Jakarta -
Rotasi besar-besaran terjadi di tubuh Kementerian Keuangan. Pejabat eselon I di kementerian yang dipimpin Sri Mulyani Indrawati itu baru saja dirombak.
Yang jadi perhatian adalah penunjukan dua sosok baru di posisi Direktur Jenderal (Dirjen) Pajak serta Dirjen Bea dan Cukai yang menjadi tumpuan penerimaan negara. Menteri Sekretaris Negara Prasetyo Hadi buka-bukaan alasan rotasi pejabat tinggi Kemenkeu dilakukan.
Alasan utama rotasi dilakukan karena pemerintah ingin mengejar peningkatan penerimaan negara, terutama dari sektor pajak dan bea cukai. Menurutnya, ketika dikaji bersama, baik oleh Presiden Prabowo Subianto dan juga internal Kementerian Keuangan banyak hal yang harus dibenahi.
SCROLL TO CONTINUE WITH CONTENT
"Ini kan kita merasa bahwa setelah kita pelajari, itu banyak sekali hal-hal yang memang harus kita benahi, dan itu menjadi concern pemerintah, concern Bapak Presiden, concern Ibu Menteri Keuangan beserta dengan seluruh jajaran," ujar Prasetyo saat berbincang dengan wartawan di Kompleks Istana Kepresidenan, Jakarta Pusat, Jumat (23/5/2025).
Prasetyo juga menekankan penunjukan pejabat baru ini tidak serta merta keinginan Prabowo. Semua keputusan dilakukan bersama antara Prabowo dengan Sri Mulyani.
Pemilihan Dirjen Pajak dan Dirjen Bea Cukai yang dilantik hari ini juga sudah dilakukan penilaiannya sejak jauh hari. Dirjen Pajak yang dijabat Bimo Wijayanto dan Dirjen Bea Cukai yang dijabat Djaka Budhi Utama telah diproses penilaiannya sejak lama.
"Kita mencari sosok dan beberapa figur yang tadinya kita tawarkan atau kita ingin beri penugasan di sana, tidak semua juga sanggup dan bersedia menerima penugasan ini," sebut Prasetyo.
"Ya kan calon itu tidak hanya satu. Calonnya kan ada beberapa yang kita asesmenkan. Kemudian ini bukan kok istilahnya calon terakhir, tidak. Beliaulah yang kemudian siap menjalankan tugas dari bapak presiden," lanjutnya.

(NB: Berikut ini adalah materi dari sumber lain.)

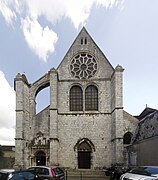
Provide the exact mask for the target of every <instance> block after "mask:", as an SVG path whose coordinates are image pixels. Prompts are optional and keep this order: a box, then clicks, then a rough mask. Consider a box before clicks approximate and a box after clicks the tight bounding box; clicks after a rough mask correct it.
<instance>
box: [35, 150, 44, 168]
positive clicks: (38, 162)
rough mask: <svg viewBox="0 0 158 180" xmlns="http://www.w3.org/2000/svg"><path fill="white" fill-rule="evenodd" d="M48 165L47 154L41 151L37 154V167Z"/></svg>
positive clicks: (38, 152) (36, 159) (36, 156)
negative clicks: (46, 157)
mask: <svg viewBox="0 0 158 180" xmlns="http://www.w3.org/2000/svg"><path fill="white" fill-rule="evenodd" d="M45 165H46V154H45V153H44V152H43V151H39V152H37V154H36V166H45Z"/></svg>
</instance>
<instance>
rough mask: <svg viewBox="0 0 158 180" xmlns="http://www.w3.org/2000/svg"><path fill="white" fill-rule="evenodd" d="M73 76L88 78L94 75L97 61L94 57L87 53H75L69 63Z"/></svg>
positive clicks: (78, 78)
mask: <svg viewBox="0 0 158 180" xmlns="http://www.w3.org/2000/svg"><path fill="white" fill-rule="evenodd" d="M70 70H71V73H72V75H73V76H75V77H76V78H78V79H88V78H91V77H92V76H94V74H95V73H96V71H97V62H96V60H95V59H94V57H93V56H92V55H90V54H87V53H82V54H78V55H76V56H75V57H74V58H73V59H72V61H71V65H70Z"/></svg>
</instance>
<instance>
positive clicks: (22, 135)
mask: <svg viewBox="0 0 158 180" xmlns="http://www.w3.org/2000/svg"><path fill="white" fill-rule="evenodd" d="M123 70H124V69H123V68H122V67H121V66H120V65H117V66H116V67H115V68H114V67H112V65H111V64H110V62H109V61H108V59H107V58H106V56H105V55H104V54H103V52H102V51H101V50H100V48H99V47H98V45H97V44H96V43H95V42H94V40H93V39H92V37H91V36H90V35H89V33H88V32H87V30H86V29H85V28H84V27H83V28H82V29H81V31H80V33H79V34H78V36H77V38H76V39H75V40H74V42H73V43H72V45H71V47H70V48H69V50H68V52H67V53H66V55H65V56H64V58H63V60H62V61H61V63H60V64H59V66H58V67H57V68H52V69H50V71H48V72H47V73H46V74H45V75H43V76H42V77H40V78H39V79H38V80H37V81H35V82H34V83H29V82H28V80H27V78H26V76H25V75H24V74H20V73H18V74H17V76H16V77H15V82H14V83H15V91H16V137H15V167H17V168H26V167H29V166H33V165H50V166H54V165H57V166H60V167H63V168H67V169H68V168H69V169H76V170H78V169H91V170H95V169H101V168H103V167H104V166H106V167H107V166H110V165H111V164H112V163H113V164H115V163H124V162H125V161H126V157H125V153H124V152H125V151H124V147H125V145H126V144H128V143H129V140H130V138H131V135H132V134H133V132H134V130H135V128H136V125H137V119H136V118H134V117H133V116H131V115H130V114H128V113H127V112H125V111H124V110H123ZM47 87H49V89H50V105H49V106H48V107H46V108H45V109H43V110H42V111H40V112H39V113H36V96H37V95H38V93H39V92H40V91H42V90H43V89H45V88H47Z"/></svg>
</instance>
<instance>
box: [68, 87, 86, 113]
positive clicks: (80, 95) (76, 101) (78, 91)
mask: <svg viewBox="0 0 158 180" xmlns="http://www.w3.org/2000/svg"><path fill="white" fill-rule="evenodd" d="M70 111H83V92H82V89H81V87H80V86H73V87H72V88H71V89H70Z"/></svg>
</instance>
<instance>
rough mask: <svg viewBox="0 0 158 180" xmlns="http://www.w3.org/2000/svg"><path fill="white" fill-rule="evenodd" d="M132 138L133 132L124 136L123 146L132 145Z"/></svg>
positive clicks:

Dirjen Pajak Bimo Wijayanto Foto: Pradita Utama
Prasetyo melanjutkan, pemerintah menaruh target besar untuk meningkatkan pendapatan negara, khususnya di sektor perpajakan yang rasionya sangat rendah bila dibandingkan dengan negara tetangga.

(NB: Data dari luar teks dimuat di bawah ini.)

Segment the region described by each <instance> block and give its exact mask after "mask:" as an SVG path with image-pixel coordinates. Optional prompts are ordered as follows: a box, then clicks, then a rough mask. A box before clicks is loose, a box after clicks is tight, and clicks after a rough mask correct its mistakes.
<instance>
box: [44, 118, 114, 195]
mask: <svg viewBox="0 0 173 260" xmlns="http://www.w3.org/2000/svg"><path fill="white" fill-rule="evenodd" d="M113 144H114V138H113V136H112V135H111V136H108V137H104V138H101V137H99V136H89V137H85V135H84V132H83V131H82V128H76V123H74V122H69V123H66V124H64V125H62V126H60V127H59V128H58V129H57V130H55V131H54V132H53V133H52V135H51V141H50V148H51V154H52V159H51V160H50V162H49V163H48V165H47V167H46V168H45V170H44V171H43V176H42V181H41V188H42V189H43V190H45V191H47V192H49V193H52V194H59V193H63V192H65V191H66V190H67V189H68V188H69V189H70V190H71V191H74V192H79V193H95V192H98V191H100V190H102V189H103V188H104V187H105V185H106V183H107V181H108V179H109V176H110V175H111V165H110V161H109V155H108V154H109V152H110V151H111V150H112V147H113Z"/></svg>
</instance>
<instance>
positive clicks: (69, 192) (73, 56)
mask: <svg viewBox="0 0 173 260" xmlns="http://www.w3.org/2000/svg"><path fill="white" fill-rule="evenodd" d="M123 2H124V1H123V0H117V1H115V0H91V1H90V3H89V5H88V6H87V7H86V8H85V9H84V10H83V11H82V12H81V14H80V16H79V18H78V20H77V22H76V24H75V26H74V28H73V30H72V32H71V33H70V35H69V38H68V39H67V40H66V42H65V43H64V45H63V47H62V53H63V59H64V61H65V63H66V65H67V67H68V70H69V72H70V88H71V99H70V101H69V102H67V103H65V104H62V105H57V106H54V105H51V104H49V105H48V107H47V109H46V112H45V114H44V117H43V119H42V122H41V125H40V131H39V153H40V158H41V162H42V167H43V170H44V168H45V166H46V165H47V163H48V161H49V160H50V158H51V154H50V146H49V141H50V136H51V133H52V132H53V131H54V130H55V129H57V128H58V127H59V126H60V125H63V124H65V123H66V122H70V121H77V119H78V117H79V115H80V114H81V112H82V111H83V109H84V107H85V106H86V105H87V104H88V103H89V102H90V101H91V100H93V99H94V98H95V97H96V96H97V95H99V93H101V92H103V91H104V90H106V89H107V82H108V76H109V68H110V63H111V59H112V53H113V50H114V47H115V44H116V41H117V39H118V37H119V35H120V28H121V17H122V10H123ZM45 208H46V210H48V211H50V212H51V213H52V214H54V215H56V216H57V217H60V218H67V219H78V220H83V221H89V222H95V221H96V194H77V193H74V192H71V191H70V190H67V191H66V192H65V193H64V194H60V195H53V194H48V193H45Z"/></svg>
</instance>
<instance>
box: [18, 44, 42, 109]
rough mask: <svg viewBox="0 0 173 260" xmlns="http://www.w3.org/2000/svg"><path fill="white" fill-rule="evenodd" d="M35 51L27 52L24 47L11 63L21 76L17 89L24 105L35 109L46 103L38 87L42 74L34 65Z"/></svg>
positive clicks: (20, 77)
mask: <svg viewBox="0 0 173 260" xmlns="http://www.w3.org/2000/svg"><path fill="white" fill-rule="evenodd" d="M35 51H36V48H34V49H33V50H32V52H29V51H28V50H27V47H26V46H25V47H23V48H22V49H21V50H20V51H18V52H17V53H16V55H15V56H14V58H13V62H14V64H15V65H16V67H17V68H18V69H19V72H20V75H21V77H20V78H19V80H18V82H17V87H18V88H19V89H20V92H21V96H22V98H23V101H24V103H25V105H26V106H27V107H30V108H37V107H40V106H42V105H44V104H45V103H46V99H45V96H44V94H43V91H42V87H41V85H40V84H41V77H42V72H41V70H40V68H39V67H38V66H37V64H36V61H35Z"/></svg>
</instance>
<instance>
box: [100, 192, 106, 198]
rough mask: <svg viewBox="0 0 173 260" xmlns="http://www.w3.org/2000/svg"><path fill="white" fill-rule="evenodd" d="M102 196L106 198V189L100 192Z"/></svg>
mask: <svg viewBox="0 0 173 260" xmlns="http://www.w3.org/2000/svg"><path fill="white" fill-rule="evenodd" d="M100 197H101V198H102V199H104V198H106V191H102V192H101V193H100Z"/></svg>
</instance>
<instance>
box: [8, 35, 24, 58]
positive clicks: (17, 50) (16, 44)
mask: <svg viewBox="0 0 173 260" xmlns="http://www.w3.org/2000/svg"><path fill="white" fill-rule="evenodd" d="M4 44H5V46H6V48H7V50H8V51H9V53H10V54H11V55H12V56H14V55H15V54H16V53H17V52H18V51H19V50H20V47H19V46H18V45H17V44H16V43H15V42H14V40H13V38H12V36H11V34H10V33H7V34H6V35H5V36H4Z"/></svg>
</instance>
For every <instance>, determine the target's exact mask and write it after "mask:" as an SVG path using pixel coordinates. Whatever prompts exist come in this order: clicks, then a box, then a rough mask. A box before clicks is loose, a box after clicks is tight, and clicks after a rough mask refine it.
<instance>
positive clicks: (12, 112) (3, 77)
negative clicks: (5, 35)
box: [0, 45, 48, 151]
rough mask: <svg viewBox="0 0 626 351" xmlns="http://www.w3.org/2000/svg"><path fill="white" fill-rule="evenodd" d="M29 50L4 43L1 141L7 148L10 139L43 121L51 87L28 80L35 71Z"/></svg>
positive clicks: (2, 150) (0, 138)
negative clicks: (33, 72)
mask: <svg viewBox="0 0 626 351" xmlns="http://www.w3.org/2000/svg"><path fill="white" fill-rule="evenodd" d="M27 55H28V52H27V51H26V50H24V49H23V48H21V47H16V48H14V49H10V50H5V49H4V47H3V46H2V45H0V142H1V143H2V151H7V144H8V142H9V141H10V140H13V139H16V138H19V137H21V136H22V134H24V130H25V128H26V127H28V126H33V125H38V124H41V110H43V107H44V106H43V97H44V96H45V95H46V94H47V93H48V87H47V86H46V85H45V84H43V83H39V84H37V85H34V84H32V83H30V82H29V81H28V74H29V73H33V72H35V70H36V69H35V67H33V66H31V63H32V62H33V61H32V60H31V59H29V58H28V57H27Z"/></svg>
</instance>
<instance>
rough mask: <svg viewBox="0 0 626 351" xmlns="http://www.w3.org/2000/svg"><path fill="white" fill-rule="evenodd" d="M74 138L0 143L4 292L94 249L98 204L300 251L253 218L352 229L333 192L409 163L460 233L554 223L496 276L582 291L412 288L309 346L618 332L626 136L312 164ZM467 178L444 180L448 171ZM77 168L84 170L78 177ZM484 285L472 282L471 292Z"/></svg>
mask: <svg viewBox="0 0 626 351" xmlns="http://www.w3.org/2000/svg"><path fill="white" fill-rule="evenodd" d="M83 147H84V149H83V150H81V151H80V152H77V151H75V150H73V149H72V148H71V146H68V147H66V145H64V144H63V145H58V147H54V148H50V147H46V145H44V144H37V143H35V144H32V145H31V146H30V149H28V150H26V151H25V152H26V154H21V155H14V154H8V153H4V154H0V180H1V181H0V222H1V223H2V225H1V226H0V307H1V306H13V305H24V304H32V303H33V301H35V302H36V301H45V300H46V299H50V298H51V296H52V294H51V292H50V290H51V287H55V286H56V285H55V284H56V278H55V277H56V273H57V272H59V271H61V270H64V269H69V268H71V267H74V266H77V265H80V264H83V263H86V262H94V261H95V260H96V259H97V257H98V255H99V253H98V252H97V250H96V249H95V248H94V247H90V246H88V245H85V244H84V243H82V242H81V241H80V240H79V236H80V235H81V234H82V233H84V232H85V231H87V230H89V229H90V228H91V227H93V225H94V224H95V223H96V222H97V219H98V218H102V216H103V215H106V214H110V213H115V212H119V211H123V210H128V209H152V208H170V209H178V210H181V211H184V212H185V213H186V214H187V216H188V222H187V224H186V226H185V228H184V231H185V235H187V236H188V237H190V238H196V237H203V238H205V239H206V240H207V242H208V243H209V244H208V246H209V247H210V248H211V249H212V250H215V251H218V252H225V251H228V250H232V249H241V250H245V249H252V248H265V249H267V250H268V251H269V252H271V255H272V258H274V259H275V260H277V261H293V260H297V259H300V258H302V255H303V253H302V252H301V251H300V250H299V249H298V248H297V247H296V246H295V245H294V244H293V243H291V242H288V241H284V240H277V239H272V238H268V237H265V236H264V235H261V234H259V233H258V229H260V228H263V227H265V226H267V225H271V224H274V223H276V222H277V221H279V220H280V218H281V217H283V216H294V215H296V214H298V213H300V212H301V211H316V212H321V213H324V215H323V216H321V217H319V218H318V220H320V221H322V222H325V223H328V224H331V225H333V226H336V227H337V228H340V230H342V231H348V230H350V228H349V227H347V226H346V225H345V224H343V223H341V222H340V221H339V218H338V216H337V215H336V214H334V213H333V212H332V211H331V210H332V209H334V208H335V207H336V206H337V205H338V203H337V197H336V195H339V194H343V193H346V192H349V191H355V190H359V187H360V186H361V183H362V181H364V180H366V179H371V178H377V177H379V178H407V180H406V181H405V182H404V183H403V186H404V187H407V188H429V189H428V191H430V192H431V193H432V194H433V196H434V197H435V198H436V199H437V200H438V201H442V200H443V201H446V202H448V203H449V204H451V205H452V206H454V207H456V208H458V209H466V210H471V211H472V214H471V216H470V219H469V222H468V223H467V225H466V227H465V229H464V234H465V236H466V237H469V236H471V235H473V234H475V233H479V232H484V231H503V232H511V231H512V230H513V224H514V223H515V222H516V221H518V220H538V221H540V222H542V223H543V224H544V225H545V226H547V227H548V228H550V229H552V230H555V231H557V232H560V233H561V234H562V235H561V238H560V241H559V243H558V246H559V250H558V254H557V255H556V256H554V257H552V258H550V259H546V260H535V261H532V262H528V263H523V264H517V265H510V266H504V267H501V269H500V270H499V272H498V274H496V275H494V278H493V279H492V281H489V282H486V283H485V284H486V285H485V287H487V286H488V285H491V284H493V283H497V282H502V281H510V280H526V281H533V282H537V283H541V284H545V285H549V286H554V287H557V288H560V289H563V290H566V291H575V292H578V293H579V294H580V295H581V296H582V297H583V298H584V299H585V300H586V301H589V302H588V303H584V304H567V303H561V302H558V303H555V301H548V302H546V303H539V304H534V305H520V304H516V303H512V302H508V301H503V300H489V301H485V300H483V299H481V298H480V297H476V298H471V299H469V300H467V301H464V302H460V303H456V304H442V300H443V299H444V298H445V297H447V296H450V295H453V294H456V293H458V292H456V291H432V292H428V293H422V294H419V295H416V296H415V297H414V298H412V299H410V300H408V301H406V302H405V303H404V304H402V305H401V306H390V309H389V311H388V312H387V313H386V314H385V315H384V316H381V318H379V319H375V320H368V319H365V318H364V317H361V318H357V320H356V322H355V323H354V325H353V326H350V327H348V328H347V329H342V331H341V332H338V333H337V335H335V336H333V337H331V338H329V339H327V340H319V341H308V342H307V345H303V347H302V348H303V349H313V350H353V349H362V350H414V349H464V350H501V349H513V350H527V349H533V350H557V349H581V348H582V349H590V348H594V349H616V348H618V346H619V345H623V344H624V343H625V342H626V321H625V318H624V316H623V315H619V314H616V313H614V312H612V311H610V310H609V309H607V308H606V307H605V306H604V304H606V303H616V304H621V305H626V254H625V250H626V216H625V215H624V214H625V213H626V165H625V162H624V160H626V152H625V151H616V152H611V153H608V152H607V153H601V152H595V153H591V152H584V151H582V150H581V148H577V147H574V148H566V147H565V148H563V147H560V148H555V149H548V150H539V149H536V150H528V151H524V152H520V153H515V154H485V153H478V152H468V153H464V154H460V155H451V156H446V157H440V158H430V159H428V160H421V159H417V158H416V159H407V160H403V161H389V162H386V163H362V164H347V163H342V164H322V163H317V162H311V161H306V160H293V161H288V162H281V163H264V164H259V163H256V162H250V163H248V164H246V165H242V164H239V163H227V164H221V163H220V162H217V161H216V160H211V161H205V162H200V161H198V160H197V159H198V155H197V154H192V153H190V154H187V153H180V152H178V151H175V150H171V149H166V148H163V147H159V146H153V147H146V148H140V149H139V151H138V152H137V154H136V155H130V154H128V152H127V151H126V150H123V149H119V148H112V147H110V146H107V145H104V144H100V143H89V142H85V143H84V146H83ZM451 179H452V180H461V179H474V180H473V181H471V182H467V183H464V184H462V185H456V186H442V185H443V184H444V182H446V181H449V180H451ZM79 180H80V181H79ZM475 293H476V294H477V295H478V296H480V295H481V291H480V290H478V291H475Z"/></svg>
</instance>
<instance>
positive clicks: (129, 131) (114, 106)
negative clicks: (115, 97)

"Kita itu rata-rata di kisaran 9,8% sampai 10%, lebih sedikit, 10% ya tax ratio kita. Sementara beberapa negara tetangga kita itu sudah di atas 14%, 17%, 18%," papar Prasetyo.
Dirjen Bea dan Cukai Djaka Budhi Utama Foto: Pradita Utama
Di sisi lain, dia menegaskan menaikkan rasio perpajakan bukan berarti menaikkan tarif pajak bagi masyarakat. Namun, harus ada perbaikan sistem agar penarikan pajak bisa lebih efektif.

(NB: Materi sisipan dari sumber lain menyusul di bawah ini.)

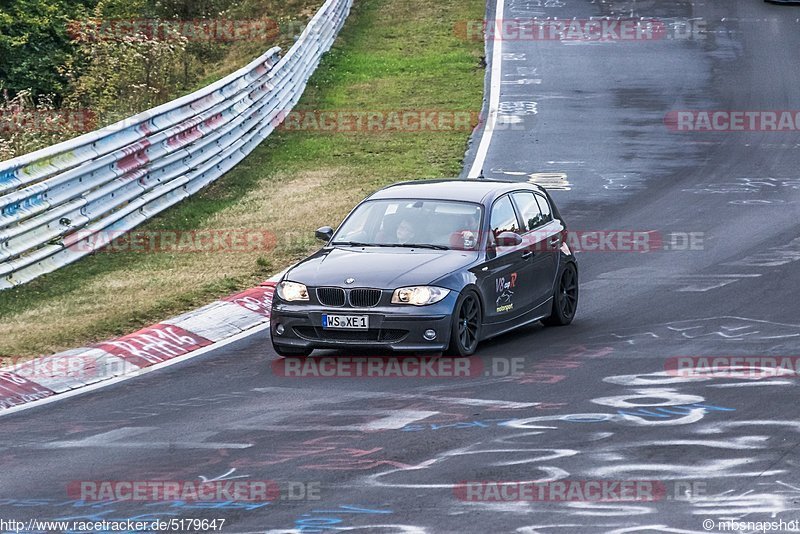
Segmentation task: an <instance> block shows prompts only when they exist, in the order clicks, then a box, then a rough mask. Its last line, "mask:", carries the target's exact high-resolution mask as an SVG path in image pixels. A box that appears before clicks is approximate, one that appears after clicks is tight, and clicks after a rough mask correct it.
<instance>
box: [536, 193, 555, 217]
mask: <svg viewBox="0 0 800 534" xmlns="http://www.w3.org/2000/svg"><path fill="white" fill-rule="evenodd" d="M536 200H537V201H538V202H539V209H541V210H542V217H544V222H550V221H552V220H553V210H551V209H550V204H548V203H547V199H546V198H544V197H543V196H542V195H536Z"/></svg>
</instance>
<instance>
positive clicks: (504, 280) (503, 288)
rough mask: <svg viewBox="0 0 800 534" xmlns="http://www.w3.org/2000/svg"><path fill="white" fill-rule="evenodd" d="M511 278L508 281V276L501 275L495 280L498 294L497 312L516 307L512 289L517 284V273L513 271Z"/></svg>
mask: <svg viewBox="0 0 800 534" xmlns="http://www.w3.org/2000/svg"><path fill="white" fill-rule="evenodd" d="M509 278H510V280H508V281H506V277H505V276H501V277H500V278H498V279H497V280H495V281H494V284H495V292H496V294H497V313H504V312H508V311H511V310H513V309H514V303H513V302H511V299H512V297H513V296H514V292H513V291H512V289H513V288H514V287H516V285H517V273H511V274H510V275H509Z"/></svg>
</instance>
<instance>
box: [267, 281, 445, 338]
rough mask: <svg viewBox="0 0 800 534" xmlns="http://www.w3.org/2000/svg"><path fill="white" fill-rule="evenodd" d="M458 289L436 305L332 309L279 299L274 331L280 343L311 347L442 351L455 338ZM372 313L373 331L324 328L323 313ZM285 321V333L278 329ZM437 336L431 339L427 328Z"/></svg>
mask: <svg viewBox="0 0 800 534" xmlns="http://www.w3.org/2000/svg"><path fill="white" fill-rule="evenodd" d="M457 299H458V293H456V292H451V293H450V294H449V295H448V296H447V297H446V298H445V299H443V300H442V301H441V302H437V303H436V304H432V305H430V306H376V307H373V308H331V307H325V306H319V305H315V304H308V303H305V304H297V303H287V302H282V301H279V299H277V298H276V299H275V300H274V301H273V306H272V314H271V316H270V334H271V335H272V342H273V344H275V345H279V346H283V347H291V348H311V349H347V348H353V349H359V348H374V349H384V350H395V351H442V350H445V349H446V348H447V346H448V344H449V341H450V328H451V323H452V313H453V309H454V308H455V303H456V300H457ZM326 313H327V314H334V315H367V316H369V329H368V330H343V329H335V330H333V329H323V328H322V315H323V314H326ZM279 326H282V327H283V333H282V334H278V332H277V329H278V327H279ZM427 330H434V331H435V332H436V337H435V338H434V339H432V340H427V339H425V337H424V336H423V334H424V333H425V331H427Z"/></svg>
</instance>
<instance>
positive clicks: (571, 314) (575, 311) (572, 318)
mask: <svg viewBox="0 0 800 534" xmlns="http://www.w3.org/2000/svg"><path fill="white" fill-rule="evenodd" d="M577 309H578V269H577V268H576V267H575V264H574V263H572V262H569V263H567V264H566V265H565V266H564V270H563V271H561V276H559V277H558V282H557V283H556V288H555V290H554V291H553V308H552V311H551V312H550V317H547V318H546V319H542V324H544V325H545V326H566V325H568V324H570V323H571V322H572V320H573V319H574V318H575V312H576V311H577Z"/></svg>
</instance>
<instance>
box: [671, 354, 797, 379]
mask: <svg viewBox="0 0 800 534" xmlns="http://www.w3.org/2000/svg"><path fill="white" fill-rule="evenodd" d="M664 370H665V371H666V372H667V373H668V374H669V375H672V376H680V377H688V378H740V379H748V378H752V379H759V378H768V377H775V376H779V377H796V376H800V356H758V355H753V356H674V357H672V358H668V359H667V360H666V362H665V364H664Z"/></svg>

"Tapi sistem harus kita benahi, kan gitu. Kemudian dengan digitalisasi software kita perbaiki. Lalu imbauan ketertiban untuk kita semua wajib pajak membayar dengan benar. Termasuk membenahi dari sisi kinerja kawan-kawan di Kementerian Keuangan dalam hal ini Dirjen Pajak," pungkas Prasetyo.